Llega un momento de la vida en el que uno se pregunta los motivos por los que ha llegado a un determinado punto y qué hacer a partir de ahí.
Siento que no estoy viviendo, sino existiendo. Los días transcurren veloces sin poder hacer otra cosa que no sea ir a la facultad, intentar hacer y entregar los miles de trabajos a tiempo y apenas descansar porque si no, faltan horas en un día. Veinticuatro no son suficientes. Los fines de semana son suspiros en los que, si tengo suerte, puedo sacar unos momentos para estar con los que me importan y, a veces, ni eso. No esperaba que este año fuese así, tan duro, tan frío, tan cargado de obligaciones casi imposibles de cumplir... No esperaba sentir, pasada ya la mitad de la carrera, que quizá me había equivocado en mi elección, que quizá estudiar esto no fuese lo mío.
Dicen que todo esfuerzo en esta vida tiene su recompensa, y que ésta es una de las etapas de la vida más bonitas que recordaré con mucho cariño dentro de unos años. Dudo que en el futuro tenga ganas de recordar esta pesadilla, este estrés constante, este no parar, el sentir que no tienes ni un solo rato para tí al día. Hay quien intenta aliviar las cosas con ánimos y pensamientos positivos que ni él mismo se cree: Palabras vacías y sin sentido que intentan percolar entre tanta impotencia e inspirar un poco de esperanza, todas ellas sin resultado alguno.

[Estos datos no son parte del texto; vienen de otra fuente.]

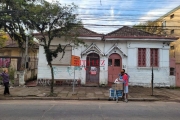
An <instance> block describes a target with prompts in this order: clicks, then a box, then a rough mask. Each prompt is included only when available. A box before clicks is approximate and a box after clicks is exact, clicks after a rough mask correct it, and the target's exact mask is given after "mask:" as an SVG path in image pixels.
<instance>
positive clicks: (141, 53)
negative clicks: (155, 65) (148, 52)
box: [138, 48, 146, 67]
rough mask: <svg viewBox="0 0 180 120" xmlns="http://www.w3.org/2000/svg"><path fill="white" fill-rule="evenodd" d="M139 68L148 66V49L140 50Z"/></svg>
mask: <svg viewBox="0 0 180 120" xmlns="http://www.w3.org/2000/svg"><path fill="white" fill-rule="evenodd" d="M138 66H139V67H145V66H146V48H138Z"/></svg>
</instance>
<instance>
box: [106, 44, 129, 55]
mask: <svg viewBox="0 0 180 120" xmlns="http://www.w3.org/2000/svg"><path fill="white" fill-rule="evenodd" d="M113 50H119V51H120V52H121V53H122V55H123V56H126V57H127V55H126V54H125V53H124V52H123V51H122V50H121V48H120V47H119V46H118V45H117V43H116V44H114V45H113V46H112V47H111V48H110V49H109V50H108V51H107V52H106V53H105V56H107V55H108V54H109V53H110V52H111V51H113Z"/></svg>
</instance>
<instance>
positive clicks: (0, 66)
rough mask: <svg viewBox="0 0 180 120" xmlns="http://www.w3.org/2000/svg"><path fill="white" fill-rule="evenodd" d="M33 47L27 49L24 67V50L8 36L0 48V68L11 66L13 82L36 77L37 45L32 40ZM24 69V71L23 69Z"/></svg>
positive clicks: (23, 83) (14, 83)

No sé cómo, pero de pronto me veo asaltado de nuevo por miedos e inseguridades. No sé hacia dónde proyectar mis intenciones, mi camino, mis objetivos, ni si seré capaz de seguir adelante con todo esto. Sólo siento que siembro demasiado para recolectar tan poco, que tanto empeño y tanto esfuerzo en todo lo que hago, apenas sirven para nada. Me siento, pese a estar rodeado de gente, solo. Muy solo.
Todo esto es una locura. Uno acaba harto de que los ecos de la impotencia sean la banda sonora del día a día.
Creo que te entiendo. No te preocupes que luego habra recompensa, seguro, no puede ser todo malo.